*****************
*** LESSON 3 ***
*****************

* 1.	Preliminary Operations
cd "C:\Desktop\lezione_3"
log using "lecture3.log", replace

* 2.	ESPOLORATIVE ANALYSIS OF THE panel_rl.dta DATABASE AND POLYNOMIAL SPECIFICATION
use panel_rl.dta, clear

describe
summarize

* I generate the variable age and its powers
ge eta=anno-anno_nascita

ge eta2=eta^2

ge eta3=eta^3


* multivariate regression:
* I can insert "fixed effects" with the prefix i.
* the prefix i.variable inserts a dummy variable into the regression for each value of "variable"

reg retrib03 eta n_dipendenti tempo_d occ_manuale uomo i.settore i.anno

* specify income as a cubic function of age

reg retrib03 eta eta2 eta3 n_dipendenti tempo_d occ_manuale uomo i.settore i.anno

*check the null hypothesis of linearity against the alternative hypothesis that the population regression is quadratic or cubic

test eta2 eta3

* Effect of going from 39 to 40: first we predict fitted values

predict y_hat

* the marginal effect is given by the variable "dif" in the output below.
* warning: this procedure is not correct for making statistical inference!
* the standard error of y_hat is calculated without taking into account that y_hat is a parameter derived from a regression model!

ttest y_hat if inrange(eta, 39,40), by(eta)


* to make statistical inference on marginal effects we replicate the regression from before.
* we use c.eta##c.eta##c.eta to specify a triple interaction of age (equivalent to entering eta eta2 and eta3, but this time we do not have to create the variables eta2 and eta3)

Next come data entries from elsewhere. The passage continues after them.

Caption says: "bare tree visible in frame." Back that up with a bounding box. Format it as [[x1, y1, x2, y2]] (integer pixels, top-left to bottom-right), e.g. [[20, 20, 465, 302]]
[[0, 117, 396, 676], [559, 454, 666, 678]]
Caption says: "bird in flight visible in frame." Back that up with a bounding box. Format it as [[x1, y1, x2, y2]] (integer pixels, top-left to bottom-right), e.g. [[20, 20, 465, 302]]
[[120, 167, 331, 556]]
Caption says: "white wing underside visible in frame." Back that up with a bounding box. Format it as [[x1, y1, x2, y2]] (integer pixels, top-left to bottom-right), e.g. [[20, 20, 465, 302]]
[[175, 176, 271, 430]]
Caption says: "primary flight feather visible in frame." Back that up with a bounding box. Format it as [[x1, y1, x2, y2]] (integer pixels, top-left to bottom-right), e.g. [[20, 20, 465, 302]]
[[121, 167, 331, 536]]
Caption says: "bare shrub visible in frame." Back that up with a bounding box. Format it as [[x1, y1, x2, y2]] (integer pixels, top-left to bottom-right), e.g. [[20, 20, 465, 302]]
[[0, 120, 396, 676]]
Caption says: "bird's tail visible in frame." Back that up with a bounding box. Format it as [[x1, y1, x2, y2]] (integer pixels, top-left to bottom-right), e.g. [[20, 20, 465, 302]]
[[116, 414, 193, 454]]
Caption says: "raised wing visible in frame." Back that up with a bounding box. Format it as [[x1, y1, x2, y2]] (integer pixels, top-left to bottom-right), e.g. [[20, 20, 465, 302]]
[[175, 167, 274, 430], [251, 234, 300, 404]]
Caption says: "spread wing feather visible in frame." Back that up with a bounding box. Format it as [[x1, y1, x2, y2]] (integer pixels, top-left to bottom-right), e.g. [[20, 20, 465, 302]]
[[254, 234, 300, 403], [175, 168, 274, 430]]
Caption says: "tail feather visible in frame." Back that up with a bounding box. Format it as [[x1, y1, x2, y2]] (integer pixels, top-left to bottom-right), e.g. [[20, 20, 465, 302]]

reg retrib03 c.eta##c.eta##c.eta n_dipendenti tempo_d occ_manuale uomo i.settore i.anno

* the command below calculates the predicted values for each age level with the corrected error standards

margins, over(eta) post

* now we calculate the difference between the predicted values at 40 and 39 years old

di _b[40.eta]-_b[39.eta]

* we test whether this difference is equal to 0

test _b[40.eta]==_b[39.eta]

* the conclusions of the test are identical to those obtained with the wrong procedure ("ttest y_hat").
* however, if we tested a more uncertain hypothesis (e.g., that the predicted value of y is 41400 at 40 years) we might get different conclusions!

test _b[40.eta]==41400
ttest y_hat==41400 if eta==40


* 2.	LOGARITHMIC SPECIFICATIONS

*******************
*******************
* model with firm size as a linear function: 
* _b gives us the increase of Y for a unit increase of X (increase of one employee)

reg retrib03 n_dipendenti c.eta##c.eta##c.eta tempo_d occ_manuale uomo i.settore i.anno

* we draw the relationship beteween income and firm size (we ignore the constant and other variables)
ge lineare=_b[n_dipendenti]*n_dipendenti
sort n_dipendenti
twoway (line lineare n_dipendenti), ytitle("Predicted income")


*******************
*******************
* Lin-log model: _b/100 = increase in Y for a 1% increase in X

* we try to transform the variable number of employees into log

gen ln_dipendenti=ln(n_dipendenti)

reg retrib03 ln_dipendenti c.eta##c.eta##c.eta tempo_d occ_manuale uomo i.settore i.anno

* we draw the relationship beteween income and ln firm size (we ignore the constant and other variables)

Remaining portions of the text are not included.